On the way back, he told me how much good energy there was around the dolomites. Rather than a tie-dye shirt and a Bob Marley poster, however, Diego had white hair and a bald spot. He wore jeans and a button down shirt even during the climb. He had been guiding for 33 years, since age 22. Next week, he was off to climb in Nepal.
My days tended to end at the hotel’s jv restaurant unless I stopped for an early dinner at some place on a mountainside, because only two hotels in town had restaurants open for the slow season. The varsity restaurant here was kind of a big deal.
One night, I thought I’d try the other hotel’s place. The printer ran out of ink while printing the menu. I saw somebody sneeze into the salad bar. It was more expensive than my jv restaurant. I cleverly spied that every dish had meat, and I apologized to the waitress for my momentary vegetarianism before hightailing it back to familiar territory.
The sommelier greeted me with open arms and a couple free samples. I ate a calzone too large for the table and chose a bottle of whichever sample he said he preferred. I had begun my stay in the Dolomites avoiding eye contact with the hotel staff, but I managed to conclude it having a warm sense of familiarity with two identical bellmen, only one of whom ever remembered me.

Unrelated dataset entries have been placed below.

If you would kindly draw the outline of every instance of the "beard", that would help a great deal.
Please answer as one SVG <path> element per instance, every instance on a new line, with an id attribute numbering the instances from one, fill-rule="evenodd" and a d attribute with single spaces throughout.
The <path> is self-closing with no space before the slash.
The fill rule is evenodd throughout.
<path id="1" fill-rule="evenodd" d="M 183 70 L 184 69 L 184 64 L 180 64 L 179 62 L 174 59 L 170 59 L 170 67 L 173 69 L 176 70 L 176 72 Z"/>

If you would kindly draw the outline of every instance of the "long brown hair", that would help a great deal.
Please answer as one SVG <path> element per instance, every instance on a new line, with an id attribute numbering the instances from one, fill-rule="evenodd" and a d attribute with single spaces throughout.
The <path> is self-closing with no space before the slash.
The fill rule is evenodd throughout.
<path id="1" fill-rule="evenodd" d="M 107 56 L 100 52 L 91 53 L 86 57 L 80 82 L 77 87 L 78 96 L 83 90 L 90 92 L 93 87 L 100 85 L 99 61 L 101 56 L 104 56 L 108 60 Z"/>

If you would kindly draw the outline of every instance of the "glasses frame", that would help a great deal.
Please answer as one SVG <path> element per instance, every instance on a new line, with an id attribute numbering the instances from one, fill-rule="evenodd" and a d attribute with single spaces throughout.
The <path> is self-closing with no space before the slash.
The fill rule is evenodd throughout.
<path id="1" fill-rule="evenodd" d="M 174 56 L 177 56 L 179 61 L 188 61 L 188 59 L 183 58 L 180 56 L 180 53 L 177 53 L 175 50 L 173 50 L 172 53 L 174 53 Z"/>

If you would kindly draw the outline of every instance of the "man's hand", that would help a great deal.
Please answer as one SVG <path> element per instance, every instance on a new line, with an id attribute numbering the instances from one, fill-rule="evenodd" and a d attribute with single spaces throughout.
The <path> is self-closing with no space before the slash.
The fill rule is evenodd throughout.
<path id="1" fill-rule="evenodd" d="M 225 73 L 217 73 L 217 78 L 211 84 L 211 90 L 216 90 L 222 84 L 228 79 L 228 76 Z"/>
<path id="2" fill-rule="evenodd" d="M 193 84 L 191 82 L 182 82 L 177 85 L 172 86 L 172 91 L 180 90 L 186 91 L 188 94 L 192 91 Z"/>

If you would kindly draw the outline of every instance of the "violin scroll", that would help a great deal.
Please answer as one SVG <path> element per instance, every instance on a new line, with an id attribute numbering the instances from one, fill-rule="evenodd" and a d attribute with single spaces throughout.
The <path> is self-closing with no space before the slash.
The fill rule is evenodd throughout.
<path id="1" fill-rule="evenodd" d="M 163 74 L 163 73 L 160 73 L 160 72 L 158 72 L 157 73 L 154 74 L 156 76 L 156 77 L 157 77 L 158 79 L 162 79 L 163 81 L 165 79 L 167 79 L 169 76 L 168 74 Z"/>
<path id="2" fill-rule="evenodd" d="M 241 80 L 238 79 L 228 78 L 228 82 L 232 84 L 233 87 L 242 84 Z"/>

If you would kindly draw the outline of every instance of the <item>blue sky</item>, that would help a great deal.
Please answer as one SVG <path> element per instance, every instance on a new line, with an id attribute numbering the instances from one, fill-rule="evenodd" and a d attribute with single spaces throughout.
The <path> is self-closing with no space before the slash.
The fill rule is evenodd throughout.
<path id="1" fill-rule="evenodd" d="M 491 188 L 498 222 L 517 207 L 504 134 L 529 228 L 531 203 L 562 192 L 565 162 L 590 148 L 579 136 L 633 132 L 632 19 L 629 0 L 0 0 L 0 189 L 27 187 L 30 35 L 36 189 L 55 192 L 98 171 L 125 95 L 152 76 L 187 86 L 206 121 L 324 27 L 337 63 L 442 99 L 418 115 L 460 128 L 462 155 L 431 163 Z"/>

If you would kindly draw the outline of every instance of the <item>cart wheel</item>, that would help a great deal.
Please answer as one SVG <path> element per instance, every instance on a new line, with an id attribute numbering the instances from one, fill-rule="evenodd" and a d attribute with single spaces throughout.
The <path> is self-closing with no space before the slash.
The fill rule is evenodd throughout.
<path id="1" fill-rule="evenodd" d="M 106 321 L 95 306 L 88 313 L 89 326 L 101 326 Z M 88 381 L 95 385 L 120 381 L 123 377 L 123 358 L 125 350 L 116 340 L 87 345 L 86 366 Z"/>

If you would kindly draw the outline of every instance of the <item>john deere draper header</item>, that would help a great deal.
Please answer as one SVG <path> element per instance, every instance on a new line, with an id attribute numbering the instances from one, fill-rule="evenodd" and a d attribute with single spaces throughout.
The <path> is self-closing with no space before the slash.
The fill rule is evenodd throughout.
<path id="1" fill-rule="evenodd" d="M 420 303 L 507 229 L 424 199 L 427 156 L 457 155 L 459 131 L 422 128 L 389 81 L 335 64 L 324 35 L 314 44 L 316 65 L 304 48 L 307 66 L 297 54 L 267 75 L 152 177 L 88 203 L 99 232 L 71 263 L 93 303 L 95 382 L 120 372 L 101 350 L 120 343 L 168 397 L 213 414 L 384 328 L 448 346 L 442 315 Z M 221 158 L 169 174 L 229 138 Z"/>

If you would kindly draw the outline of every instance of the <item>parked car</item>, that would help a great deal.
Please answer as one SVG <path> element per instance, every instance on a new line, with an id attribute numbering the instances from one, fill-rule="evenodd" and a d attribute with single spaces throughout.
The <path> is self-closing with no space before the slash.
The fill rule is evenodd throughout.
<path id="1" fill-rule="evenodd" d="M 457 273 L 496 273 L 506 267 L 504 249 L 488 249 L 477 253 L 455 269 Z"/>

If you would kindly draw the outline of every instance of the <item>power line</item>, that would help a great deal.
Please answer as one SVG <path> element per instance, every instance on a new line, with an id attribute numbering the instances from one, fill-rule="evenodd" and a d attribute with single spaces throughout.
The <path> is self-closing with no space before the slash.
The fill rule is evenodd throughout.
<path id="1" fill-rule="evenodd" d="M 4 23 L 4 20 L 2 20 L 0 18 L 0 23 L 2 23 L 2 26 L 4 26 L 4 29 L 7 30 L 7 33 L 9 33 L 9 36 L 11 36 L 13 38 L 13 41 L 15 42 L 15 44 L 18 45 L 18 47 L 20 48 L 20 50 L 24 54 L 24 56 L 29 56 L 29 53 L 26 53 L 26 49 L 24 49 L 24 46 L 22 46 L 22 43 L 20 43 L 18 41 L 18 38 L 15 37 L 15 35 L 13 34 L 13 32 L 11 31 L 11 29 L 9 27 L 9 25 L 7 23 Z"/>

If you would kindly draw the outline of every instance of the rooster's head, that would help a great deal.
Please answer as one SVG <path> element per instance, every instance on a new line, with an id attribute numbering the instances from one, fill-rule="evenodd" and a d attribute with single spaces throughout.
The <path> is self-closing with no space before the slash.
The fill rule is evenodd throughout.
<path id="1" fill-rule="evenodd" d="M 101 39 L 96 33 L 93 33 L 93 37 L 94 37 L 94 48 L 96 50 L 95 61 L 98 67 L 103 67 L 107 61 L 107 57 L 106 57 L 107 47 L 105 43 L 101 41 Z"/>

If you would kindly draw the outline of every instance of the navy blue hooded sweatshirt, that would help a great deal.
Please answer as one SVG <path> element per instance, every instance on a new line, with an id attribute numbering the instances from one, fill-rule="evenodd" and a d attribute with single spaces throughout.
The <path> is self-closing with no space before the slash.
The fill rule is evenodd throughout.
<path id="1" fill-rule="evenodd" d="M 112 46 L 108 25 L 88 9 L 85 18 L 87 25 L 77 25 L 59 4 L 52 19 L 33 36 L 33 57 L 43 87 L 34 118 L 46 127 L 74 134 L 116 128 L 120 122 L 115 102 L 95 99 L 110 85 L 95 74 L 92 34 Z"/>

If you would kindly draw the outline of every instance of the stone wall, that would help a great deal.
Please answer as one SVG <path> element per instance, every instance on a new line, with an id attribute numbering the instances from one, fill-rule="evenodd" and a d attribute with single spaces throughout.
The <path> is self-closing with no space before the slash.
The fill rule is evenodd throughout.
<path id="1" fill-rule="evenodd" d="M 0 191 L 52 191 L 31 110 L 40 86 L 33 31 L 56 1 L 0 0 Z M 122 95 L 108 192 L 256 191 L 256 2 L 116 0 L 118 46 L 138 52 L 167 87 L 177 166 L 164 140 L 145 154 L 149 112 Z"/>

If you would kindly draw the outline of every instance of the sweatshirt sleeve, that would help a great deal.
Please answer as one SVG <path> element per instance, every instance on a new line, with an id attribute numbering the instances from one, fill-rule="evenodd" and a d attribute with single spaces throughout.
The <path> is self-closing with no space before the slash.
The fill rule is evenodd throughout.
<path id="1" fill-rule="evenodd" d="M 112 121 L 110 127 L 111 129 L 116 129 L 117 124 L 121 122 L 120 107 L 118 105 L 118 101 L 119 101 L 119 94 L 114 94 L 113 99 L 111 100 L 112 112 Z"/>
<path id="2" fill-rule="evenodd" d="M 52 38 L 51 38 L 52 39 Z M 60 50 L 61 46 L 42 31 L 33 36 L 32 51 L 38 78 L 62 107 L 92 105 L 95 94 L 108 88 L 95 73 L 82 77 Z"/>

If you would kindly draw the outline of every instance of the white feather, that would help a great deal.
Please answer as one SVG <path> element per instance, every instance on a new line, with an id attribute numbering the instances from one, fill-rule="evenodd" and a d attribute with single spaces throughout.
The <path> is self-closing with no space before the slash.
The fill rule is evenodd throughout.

The streets of San Cassiano were virtually empty. People in the area speak German, Italian, and Ladin, which is one of those Romance languages that actually hasn’t vanished. The absurdity of Venice and the cartoonish craginess of the Dolomiti gave the time a level of unreality, like the imagined mountain kingdom of Zembla. But, I got a cut on my hand that’s still there, so I guess it happened.